Attitude en plein air :quando la creatività valorizza luoghi inusuali per la danza

Invito_Attitude

Attitude en plein air (2)PERUGIA – La figura umana è un soggetto ancora misterioso e arcano, nonostante la facilità e la disinvoltura estrema con cui il corpo viene oggi invece presentato e proposto. La danza, suprema celebrazione della fisicità umana, rappresenta da sempre un’esigenza istintiva dell’uomo per trasmettere i desideri, raffigurare la propria identità culturale, esprimere se stesso e, alla fine, avvicinarsi al divino.

Di pari passo l’arte ha interpretato questa esigenza primordiale, partendo dagli antichi graffiti, pitture rupestri, statuette votive, passando per le arti figurative  e la scultura, fino ad arrivare alla fotografia e alla rappresentazione in video.

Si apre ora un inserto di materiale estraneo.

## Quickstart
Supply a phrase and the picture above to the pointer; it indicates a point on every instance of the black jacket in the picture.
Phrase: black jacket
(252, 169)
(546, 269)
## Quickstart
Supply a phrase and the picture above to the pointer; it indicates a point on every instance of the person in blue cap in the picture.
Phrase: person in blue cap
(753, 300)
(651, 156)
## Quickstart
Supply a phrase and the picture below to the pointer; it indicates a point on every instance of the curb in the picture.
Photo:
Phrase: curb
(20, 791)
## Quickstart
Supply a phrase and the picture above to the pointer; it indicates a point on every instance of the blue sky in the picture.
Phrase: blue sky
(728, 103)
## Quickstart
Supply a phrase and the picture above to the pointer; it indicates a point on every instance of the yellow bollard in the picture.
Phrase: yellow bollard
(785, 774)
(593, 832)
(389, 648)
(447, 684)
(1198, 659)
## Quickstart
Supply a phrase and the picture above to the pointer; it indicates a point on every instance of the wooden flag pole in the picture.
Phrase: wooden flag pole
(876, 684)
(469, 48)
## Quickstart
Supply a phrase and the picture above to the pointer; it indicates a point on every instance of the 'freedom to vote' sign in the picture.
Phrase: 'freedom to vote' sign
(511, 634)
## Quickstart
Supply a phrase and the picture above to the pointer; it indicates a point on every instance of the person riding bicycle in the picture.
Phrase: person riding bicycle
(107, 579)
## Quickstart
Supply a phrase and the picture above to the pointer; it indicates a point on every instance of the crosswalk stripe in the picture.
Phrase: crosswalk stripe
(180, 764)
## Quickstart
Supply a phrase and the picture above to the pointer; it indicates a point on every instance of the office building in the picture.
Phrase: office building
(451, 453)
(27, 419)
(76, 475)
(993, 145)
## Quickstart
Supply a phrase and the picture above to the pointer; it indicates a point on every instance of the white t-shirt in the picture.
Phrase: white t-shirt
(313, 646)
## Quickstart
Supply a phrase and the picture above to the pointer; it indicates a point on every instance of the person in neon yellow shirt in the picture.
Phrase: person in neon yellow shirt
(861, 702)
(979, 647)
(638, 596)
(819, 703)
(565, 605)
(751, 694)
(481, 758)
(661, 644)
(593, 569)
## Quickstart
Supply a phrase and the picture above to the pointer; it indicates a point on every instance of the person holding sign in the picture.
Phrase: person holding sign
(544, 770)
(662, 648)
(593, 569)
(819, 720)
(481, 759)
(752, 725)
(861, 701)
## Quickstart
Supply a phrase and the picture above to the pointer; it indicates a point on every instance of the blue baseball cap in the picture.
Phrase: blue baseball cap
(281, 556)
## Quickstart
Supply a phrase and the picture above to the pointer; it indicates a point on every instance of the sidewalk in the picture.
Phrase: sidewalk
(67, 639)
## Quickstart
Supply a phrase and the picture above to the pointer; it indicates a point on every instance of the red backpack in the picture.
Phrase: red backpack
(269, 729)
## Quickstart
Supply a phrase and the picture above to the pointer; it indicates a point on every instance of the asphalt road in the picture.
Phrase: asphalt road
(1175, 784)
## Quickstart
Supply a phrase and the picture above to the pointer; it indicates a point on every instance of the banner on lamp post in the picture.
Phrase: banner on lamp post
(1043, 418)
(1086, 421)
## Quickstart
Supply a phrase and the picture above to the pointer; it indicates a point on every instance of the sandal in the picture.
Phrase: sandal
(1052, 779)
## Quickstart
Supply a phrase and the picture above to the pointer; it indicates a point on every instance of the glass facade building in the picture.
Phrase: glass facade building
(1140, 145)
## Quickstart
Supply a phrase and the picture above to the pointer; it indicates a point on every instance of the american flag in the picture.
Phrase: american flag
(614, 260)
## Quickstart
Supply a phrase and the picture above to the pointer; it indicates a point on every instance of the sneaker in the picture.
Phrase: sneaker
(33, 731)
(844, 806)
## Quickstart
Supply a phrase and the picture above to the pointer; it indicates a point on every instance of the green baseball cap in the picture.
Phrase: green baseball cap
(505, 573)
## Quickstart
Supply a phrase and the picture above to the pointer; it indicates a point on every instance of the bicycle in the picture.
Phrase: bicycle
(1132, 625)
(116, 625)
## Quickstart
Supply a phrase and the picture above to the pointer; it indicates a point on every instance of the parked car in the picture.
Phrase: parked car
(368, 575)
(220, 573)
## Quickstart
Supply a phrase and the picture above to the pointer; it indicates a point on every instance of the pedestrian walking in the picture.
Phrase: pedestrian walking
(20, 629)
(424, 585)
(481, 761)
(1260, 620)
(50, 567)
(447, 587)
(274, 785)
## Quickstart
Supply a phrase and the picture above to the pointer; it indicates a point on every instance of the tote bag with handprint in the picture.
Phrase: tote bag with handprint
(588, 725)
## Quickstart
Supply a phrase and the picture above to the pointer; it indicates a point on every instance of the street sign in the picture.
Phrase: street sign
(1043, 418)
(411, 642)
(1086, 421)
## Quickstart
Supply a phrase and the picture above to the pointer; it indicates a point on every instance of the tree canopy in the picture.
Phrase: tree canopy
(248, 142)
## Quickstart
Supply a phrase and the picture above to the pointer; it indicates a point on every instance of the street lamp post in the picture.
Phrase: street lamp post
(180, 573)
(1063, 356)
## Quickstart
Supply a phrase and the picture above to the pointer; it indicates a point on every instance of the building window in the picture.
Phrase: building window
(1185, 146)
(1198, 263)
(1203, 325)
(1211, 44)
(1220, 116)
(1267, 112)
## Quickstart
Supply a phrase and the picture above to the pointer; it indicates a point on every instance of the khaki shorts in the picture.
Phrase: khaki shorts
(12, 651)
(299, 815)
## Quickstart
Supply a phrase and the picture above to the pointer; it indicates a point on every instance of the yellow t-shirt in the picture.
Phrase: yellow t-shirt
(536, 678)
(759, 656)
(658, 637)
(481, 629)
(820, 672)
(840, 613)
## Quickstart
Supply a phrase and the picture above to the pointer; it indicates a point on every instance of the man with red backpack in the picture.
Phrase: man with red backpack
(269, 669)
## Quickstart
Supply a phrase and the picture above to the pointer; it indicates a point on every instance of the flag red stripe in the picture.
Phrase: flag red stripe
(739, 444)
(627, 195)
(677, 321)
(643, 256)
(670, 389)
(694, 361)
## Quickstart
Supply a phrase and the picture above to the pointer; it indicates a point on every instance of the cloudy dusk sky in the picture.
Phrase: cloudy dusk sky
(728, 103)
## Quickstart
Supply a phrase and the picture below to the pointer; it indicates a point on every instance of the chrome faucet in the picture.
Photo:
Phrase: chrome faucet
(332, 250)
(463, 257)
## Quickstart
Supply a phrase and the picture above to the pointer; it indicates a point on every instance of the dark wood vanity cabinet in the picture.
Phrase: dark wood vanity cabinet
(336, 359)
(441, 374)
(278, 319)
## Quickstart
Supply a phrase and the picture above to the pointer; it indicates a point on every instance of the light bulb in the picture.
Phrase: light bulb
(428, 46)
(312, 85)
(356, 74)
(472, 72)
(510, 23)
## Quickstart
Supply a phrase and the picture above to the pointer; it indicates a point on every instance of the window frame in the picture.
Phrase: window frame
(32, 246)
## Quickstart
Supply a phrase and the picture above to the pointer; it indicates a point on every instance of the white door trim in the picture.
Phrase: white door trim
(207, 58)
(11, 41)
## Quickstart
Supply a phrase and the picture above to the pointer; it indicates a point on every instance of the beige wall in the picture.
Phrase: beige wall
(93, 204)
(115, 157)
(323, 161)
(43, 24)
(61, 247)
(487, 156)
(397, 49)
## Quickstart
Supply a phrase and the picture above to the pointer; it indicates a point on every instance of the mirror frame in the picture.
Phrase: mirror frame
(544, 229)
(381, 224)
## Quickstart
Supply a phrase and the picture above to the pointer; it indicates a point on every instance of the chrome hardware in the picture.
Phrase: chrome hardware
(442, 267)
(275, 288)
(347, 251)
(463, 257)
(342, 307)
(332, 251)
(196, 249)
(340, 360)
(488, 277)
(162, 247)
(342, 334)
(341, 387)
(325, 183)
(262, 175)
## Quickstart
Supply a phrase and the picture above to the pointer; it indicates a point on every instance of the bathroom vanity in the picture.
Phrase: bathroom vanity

Danzatori, figure leggiadre dai corpi eterei d’acciaio, frutto di tenace volontà, dedizione, passione ma anche fatica e sudore, che sono la base per arrivare alla perfezione, alla sublimazione ultima.

Attitude en plein air (3)Le fotografie in mostra provano a catturare il  magico flusso, il segreto di un pensiero, l’impercettibile gesto che sottende l’intera armonia, la perfetta simmetria di un gesto e la grazia di una silhouette accennata utilizzando spazi inusuali per la danza.

 

 

 

Attitude en plein air (1)

Crediti: progetto a cura di Centrodanza Spazio Performativo (via Pievaiola 166/h5, 06132 Perugia), fotografie di Samuele Ercolanelli, danzatrici Martina Chiattelli, Margherita Ciccarelli, Sara Dozzini, Adele Falcone, Penelope Galmacci, Jasmine Longetti, Anna Portali,Vanessa Ricci, Letizia Rossetti, Naomi Segazzi, Margherita Simonacci.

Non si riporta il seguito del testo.